The college fund emphasizes a strengths-based approach, which builds on the assets of individual communities, according to Griffin. ”A strengths-based approach means looking for the sparks that are happening within a community, those bright spots where something really positive is happening, ” she said. “For example, there’s a space where people are speaking the language together on a regular basis. Or families are coming together to harvest plants and medicines. Those are strengths-based areas that it’s important to focus on and learn from.” 

The emphasis on Native language and culture is in sharp contrast with federal policies earlier in this country’s history (and not so long ago). Native American children were taken away from their families and tribes and housed in boarding schools where they were punished for speaking their languages or following Native cultural practices. The impact of those policies is still felt today. 

“I think most people are aware that we’re really struggling across all of our communities with language and cultural loss,” Griffin said. “And research shows that a disconnection from one’s identity can be highly disruptive to a person’s success. Whereas children whose connection to identity and family and ancestors, to land and culture — when that connection is nourished, those children are incredibly healthy and do really well.”

Partners in the front seat 

The W.K. Kellogg Foundation has been supporting the college fund’s early childhood work since 2011, when it provided $5 million for a five-year initiative that supported early learning programs at tribal colleges and universities. The Bezos Family Foundation is a more recent supporter of the college fund’s early education work. In 2020, the foundation provided funding for the college fund’s strategic plan, and is now backing Ihduwiyayapi.

Not to be confused with Jeff Bezos’s philanthropic endeavors, the Bezos Family Foundation was created by the Amazon founder’s parents, Mike and Jackie, in 2000. As IP has written, Jeff Bezos’s education funding still appears to be taking shape. The Bezos Family Foundation, in contrast, has clear priorities: It zeros in on early childhood and adolescence as two life stages that science has identified as periods of intense brain development. 

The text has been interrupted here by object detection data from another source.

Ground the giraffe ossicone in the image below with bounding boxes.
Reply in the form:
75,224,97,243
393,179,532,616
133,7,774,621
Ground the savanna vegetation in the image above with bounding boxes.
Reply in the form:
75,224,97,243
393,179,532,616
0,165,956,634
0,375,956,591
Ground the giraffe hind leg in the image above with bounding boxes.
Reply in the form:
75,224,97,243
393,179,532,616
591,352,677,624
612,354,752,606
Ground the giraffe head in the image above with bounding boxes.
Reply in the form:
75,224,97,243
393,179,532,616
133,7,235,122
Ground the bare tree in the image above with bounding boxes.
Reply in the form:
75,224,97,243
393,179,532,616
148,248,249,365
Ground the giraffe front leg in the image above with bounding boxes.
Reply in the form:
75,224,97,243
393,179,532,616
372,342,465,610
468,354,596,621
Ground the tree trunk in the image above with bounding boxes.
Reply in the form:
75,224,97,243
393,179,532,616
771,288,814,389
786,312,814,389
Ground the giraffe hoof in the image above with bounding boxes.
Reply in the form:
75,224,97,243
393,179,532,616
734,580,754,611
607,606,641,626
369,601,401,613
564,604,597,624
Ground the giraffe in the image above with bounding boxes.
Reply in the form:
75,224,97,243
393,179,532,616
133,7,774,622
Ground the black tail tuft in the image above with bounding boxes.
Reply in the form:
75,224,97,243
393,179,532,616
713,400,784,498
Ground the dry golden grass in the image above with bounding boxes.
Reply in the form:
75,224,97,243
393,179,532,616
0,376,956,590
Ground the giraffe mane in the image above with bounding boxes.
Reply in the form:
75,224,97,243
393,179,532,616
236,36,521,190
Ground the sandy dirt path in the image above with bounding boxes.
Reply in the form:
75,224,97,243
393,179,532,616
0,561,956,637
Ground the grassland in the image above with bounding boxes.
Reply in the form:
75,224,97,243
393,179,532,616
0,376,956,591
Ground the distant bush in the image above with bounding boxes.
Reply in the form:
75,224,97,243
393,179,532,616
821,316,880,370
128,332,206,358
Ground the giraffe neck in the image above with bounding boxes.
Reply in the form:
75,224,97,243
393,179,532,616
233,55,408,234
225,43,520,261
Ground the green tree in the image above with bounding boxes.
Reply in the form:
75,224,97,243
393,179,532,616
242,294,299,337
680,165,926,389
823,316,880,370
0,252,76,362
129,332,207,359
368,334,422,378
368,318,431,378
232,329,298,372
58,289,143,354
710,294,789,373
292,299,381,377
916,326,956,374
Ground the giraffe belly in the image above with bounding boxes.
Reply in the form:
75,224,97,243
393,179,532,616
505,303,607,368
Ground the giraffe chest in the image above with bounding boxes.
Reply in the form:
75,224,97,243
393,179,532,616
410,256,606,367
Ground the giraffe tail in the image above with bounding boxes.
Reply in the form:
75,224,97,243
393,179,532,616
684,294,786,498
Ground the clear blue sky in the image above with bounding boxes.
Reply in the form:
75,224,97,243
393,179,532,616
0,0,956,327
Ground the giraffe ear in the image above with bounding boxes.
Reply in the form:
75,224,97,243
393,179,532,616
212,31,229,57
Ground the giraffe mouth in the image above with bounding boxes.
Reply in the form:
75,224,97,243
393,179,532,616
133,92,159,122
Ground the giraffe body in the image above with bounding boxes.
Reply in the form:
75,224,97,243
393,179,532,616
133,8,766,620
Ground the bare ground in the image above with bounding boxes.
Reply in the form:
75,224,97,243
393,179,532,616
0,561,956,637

“It’s because of the research on child development that we’ve made the first five years such a major funding and programmatic focus,” said Megan Wyatt, managing director of the foundation. “Our interest in working with the college fund — and specifically their work with TCUs — is because they reach a particularly vulnerable population of adult learners who are teaching and educating students that are the farthest from educational justice. They are in a really strong and unique position to address the needs of early care and education professionals serving Native children and their families.”

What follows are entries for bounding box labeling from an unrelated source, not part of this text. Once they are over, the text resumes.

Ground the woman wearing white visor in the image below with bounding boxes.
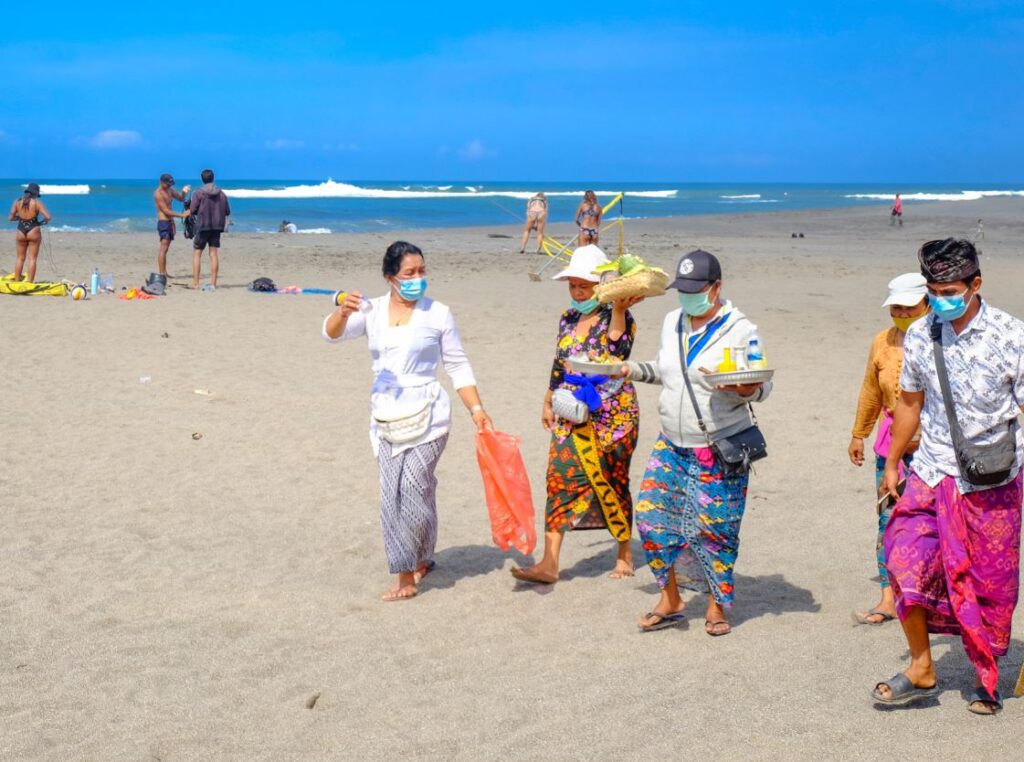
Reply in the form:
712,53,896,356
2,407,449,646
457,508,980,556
849,272,928,625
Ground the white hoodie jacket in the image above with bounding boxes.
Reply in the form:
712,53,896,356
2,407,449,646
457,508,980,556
627,301,771,448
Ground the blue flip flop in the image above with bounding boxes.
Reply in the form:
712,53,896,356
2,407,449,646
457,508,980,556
967,686,1002,717
871,673,939,707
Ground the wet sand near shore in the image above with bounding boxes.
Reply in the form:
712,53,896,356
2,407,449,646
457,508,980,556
0,199,1024,760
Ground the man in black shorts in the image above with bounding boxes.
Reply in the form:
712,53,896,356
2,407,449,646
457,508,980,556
153,172,190,276
189,169,231,291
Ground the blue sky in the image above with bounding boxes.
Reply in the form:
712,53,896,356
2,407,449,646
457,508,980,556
0,0,1024,183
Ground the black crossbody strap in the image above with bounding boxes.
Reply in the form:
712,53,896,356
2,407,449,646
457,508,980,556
676,313,758,447
676,312,711,447
932,321,964,464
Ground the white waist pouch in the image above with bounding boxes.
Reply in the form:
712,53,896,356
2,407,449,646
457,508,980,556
374,386,440,445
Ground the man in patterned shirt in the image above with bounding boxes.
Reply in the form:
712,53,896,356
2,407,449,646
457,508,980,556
871,239,1024,714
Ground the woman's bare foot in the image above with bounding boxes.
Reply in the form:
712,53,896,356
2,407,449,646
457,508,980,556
512,563,558,585
381,572,420,602
608,558,633,580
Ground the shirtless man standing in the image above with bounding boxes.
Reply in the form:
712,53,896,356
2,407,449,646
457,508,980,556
153,172,191,276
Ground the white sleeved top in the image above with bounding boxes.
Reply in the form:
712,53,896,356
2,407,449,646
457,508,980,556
323,296,476,456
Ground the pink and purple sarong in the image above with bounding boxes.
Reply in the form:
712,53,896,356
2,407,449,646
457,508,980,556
885,472,1022,694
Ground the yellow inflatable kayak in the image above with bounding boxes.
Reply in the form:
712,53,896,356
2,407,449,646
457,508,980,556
0,272,71,296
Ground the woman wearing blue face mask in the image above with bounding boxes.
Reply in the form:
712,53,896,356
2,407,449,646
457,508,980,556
512,246,640,584
624,250,771,636
324,241,492,601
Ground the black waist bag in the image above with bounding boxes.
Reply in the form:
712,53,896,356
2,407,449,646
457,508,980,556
932,321,1017,486
677,315,768,476
711,426,768,474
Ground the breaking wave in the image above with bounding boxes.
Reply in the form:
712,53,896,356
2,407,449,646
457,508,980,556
843,191,1024,201
224,180,678,200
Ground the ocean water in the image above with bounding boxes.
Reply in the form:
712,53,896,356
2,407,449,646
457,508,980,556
0,178,1024,235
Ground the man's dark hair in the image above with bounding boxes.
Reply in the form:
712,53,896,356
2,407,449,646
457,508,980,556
918,238,981,285
381,241,423,278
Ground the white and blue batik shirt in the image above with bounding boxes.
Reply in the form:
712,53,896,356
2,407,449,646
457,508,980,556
900,296,1024,494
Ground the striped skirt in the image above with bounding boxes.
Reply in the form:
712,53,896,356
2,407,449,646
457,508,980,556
377,434,447,575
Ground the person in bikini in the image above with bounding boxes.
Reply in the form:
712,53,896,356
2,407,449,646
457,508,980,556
153,172,191,276
519,193,548,254
10,182,52,283
575,191,603,246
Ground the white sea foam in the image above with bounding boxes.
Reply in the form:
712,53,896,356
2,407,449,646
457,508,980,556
49,225,102,232
224,180,678,200
844,191,1024,201
27,184,89,196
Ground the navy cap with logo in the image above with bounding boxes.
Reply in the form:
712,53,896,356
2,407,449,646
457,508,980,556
670,249,722,294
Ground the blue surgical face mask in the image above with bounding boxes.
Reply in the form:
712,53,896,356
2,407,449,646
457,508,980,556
928,291,974,323
570,297,601,314
398,278,427,301
679,291,713,318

Cheryl Crazy Bull, the president and CEO of the American Indian College Fund, hopes more funders will step up to support early childhood education, but cautions that it’s an area that funders need to approach with a level of humility.

“I think sometimes in the early childhood environment, funders have a model and they want to impose that model on every community they work with, and that can be a real challenge,” she said. “There’s a tendency to ‘model pick.’ That is, ‘I’ve picked this model, and this is what I want you to adopt.’ We believe the community knows, and we don’t feel comfortable imposing a model.”

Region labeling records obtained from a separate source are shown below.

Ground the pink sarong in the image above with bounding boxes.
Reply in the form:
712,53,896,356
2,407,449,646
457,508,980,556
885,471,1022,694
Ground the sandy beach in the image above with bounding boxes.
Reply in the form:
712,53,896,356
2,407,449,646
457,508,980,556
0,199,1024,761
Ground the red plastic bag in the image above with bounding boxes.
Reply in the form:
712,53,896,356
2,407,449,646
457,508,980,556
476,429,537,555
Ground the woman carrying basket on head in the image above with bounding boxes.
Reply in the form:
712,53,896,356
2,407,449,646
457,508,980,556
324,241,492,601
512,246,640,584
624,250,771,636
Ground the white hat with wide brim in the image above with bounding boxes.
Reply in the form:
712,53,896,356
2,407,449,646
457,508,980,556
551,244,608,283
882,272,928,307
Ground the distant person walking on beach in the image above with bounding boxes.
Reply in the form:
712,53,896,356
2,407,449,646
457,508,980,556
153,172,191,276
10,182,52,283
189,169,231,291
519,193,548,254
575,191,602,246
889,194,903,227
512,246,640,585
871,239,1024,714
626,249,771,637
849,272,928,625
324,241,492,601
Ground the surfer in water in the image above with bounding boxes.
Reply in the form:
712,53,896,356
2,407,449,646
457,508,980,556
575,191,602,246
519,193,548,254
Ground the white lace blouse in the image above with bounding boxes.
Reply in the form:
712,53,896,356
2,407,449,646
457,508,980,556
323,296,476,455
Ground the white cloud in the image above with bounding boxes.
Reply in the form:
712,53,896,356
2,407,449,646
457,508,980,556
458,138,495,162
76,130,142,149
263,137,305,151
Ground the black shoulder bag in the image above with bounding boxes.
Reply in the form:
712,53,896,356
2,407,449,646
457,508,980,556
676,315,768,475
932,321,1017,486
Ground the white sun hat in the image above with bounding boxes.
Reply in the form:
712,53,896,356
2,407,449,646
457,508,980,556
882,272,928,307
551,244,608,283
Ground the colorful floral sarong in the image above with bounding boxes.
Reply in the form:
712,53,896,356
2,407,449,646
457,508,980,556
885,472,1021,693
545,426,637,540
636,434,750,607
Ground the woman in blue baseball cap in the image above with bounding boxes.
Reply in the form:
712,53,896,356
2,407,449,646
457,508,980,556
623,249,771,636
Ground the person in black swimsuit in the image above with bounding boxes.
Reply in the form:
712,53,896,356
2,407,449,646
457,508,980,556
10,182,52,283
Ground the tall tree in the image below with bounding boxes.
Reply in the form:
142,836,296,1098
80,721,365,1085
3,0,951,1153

Crazy Bull says her experience with her organization’s current funders has been positive, and the Bezos Foundation’s funding philosophy appears to avoid the pitfalls she described. 

“If you visit our offices or our website, you’ll see a tandem bike; we put our partners in the front seat.” Wyatt said, referring to the organizations the fund supports. “We start from a place of strength, understanding the strengths and the expertise that our partners bring. There are such strengths within the Native communities — they don’t need us to validate them. But they do need resources to grow and sustain the work, to systematically bring together what we know from the science of early childhood development and the rich practices within Native communities to create systems of early care and education, and to help spread that to other communities.”